Do salmonid eggs come with a carbon footprint?
Author: The Fish Site
The carbon footprint, or climate footprint, of a fertilised egg has been calculated to 0.028 kg CO₂ equivalents, which is less than 0.1 percent of the carbon footprint of a Norwegian farmed salmon at harvest. This is a very good result. The genetic properties of the egg itself also contribute to reducing the carbon footprint of the fish farmers. According to Poore and Nemecek (2018), the greenhouse gas emission per produced kilogram of edible protein from farmed fish is similar to that of poultry, but lower than for other protein sources; approximately 80 percent of the emissions for pigs, approximately 35 percent of the emissions for cattle from dairy herds and approximately 10 percent of the emissions for cattle from beef herds.
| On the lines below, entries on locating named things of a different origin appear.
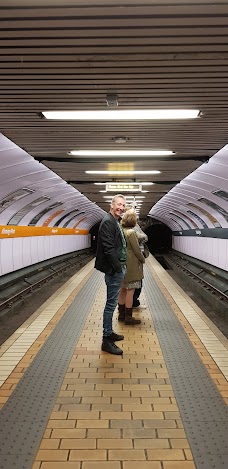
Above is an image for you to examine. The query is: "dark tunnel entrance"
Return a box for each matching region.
[145,223,172,256]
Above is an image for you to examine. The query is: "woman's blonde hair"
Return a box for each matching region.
[121,208,137,228]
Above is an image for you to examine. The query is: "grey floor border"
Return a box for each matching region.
[0,271,103,469]
[143,266,228,469]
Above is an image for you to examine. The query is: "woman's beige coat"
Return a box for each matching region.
[122,227,145,283]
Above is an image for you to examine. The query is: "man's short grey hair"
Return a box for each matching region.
[111,194,126,204]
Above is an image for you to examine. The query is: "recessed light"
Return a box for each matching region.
[68,150,172,157]
[103,195,145,200]
[42,109,200,120]
[85,170,161,175]
[112,137,128,144]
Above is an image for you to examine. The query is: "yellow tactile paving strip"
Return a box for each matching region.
[148,256,228,404]
[33,280,195,469]
[0,261,94,409]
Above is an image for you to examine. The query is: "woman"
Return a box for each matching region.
[118,209,145,325]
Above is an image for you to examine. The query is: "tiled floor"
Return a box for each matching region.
[0,256,228,469]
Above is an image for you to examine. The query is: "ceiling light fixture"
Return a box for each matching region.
[41,109,200,121]
[103,195,145,200]
[112,137,128,144]
[85,169,161,175]
[68,150,175,157]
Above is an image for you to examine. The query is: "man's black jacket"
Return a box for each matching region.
[95,213,123,275]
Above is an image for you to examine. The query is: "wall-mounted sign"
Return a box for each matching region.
[106,182,142,192]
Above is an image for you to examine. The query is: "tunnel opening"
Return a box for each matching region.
[90,222,100,253]
[145,223,172,258]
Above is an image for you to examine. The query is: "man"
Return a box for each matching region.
[95,194,127,355]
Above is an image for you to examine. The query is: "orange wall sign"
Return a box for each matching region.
[0,225,89,238]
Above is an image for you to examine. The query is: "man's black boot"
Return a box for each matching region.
[108,332,124,342]
[101,337,123,355]
[118,304,125,322]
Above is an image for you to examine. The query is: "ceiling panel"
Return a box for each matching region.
[0,0,228,217]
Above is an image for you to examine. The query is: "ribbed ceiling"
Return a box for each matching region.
[0,0,228,217]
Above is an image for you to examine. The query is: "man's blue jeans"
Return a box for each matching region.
[103,265,126,337]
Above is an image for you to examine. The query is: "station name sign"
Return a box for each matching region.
[106,182,142,192]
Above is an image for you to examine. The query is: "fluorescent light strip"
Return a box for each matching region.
[85,170,161,175]
[94,181,154,186]
[42,109,199,120]
[103,195,145,200]
[68,150,175,157]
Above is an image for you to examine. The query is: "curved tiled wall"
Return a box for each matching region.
[0,135,105,275]
[149,145,228,270]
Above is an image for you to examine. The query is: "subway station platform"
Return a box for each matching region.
[0,255,228,469]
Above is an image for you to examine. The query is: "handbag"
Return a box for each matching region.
[143,244,150,259]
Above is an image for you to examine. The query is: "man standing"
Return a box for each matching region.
[95,194,126,355]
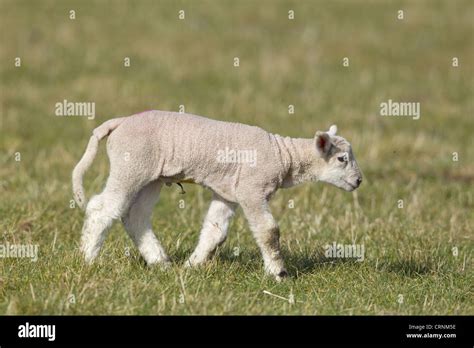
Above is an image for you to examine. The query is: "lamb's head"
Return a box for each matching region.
[314,125,362,191]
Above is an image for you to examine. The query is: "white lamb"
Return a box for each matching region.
[72,111,362,280]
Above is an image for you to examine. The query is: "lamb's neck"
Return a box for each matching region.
[282,137,322,187]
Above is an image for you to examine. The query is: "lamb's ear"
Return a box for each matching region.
[314,131,331,156]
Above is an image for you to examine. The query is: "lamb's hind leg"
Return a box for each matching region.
[123,181,169,265]
[81,178,134,263]
[186,194,236,267]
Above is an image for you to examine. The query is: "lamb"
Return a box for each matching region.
[72,110,362,280]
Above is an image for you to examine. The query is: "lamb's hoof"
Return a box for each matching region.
[275,270,288,282]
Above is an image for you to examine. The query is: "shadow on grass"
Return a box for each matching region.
[380,260,434,277]
[124,248,435,277]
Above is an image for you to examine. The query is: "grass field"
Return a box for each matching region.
[0,0,474,314]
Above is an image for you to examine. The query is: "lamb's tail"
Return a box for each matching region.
[72,117,125,209]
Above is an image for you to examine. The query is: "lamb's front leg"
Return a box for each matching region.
[241,201,288,281]
[186,194,236,267]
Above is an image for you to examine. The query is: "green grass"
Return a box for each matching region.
[0,0,474,314]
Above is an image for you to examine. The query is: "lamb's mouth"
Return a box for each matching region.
[343,180,357,191]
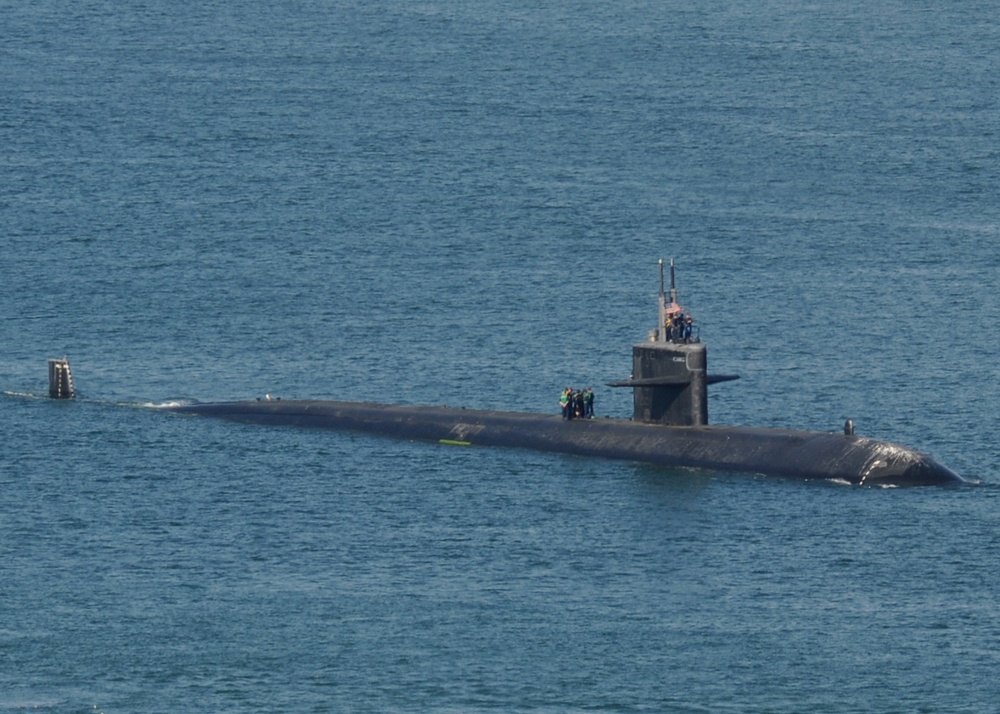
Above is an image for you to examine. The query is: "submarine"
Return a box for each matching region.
[169,259,964,487]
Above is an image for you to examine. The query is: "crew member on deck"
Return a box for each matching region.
[559,387,573,419]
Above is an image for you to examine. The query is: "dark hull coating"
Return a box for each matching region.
[172,400,962,486]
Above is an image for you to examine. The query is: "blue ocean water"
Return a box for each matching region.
[0,0,1000,713]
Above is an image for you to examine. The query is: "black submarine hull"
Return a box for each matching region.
[172,400,963,486]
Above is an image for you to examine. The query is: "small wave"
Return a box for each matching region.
[136,399,195,409]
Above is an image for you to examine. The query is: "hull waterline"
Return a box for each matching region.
[172,400,962,486]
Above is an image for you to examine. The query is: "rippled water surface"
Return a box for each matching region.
[0,0,1000,712]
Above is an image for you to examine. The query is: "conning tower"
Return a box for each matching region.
[609,258,739,426]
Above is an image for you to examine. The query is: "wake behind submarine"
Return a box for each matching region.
[170,260,963,486]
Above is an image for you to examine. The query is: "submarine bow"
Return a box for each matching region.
[171,400,961,486]
[173,260,962,486]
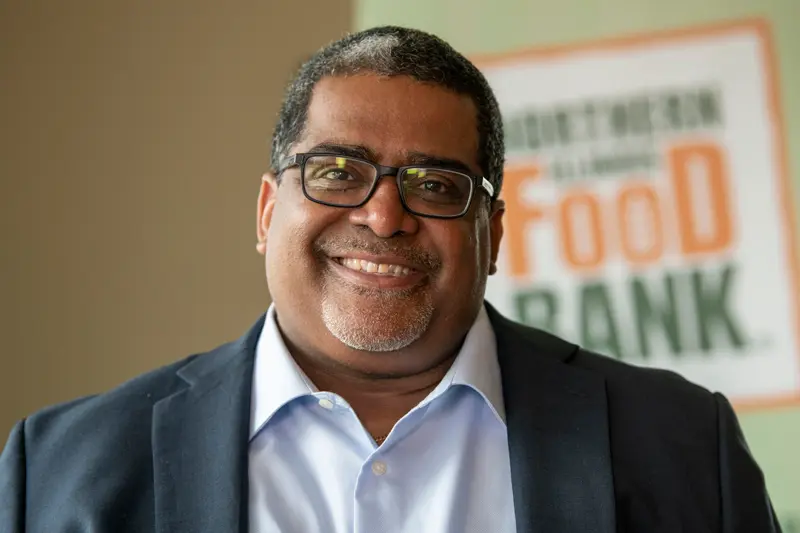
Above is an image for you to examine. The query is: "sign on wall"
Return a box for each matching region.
[477,18,800,405]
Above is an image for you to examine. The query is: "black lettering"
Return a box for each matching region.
[514,288,559,333]
[630,273,683,357]
[691,263,745,352]
[579,282,622,358]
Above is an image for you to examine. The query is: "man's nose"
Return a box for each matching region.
[350,176,419,239]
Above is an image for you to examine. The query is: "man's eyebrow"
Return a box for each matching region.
[407,152,475,174]
[308,142,377,161]
[308,141,482,174]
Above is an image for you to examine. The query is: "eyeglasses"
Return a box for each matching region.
[278,153,494,218]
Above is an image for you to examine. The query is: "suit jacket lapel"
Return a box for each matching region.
[152,317,263,533]
[487,304,616,533]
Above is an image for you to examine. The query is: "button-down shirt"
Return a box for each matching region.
[249,307,516,533]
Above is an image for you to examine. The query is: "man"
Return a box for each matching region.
[0,27,780,533]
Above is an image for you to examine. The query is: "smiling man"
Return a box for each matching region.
[0,27,780,533]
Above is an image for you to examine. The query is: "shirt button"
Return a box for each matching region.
[372,461,386,476]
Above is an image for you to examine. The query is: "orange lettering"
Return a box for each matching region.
[668,144,733,256]
[617,183,664,265]
[558,192,605,270]
[502,165,545,277]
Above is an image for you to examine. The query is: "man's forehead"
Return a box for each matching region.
[298,76,478,170]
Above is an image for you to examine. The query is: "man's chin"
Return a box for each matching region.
[322,291,433,352]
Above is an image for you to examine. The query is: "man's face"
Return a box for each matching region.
[258,75,502,375]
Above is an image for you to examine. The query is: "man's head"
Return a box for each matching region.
[258,27,503,375]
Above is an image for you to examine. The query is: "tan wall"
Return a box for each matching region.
[0,0,351,436]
The LCA analysis pointed to feed and energy use as the most important greenhouse gas sources, see figure 2. The contribution from the feed is a combination of the feed's carbon footprint, feed utilisation and fish mortality. AquaGen is continuously working to reduce their carbon footprint. In recent years, the company has electrified all of their marine facilities, improved the energy efficiency of their land facilities and opted to buy electricity solely from renewable sources. The company also claims to work steadily to improve biological factors that affect greenhouse gas emissions in our production.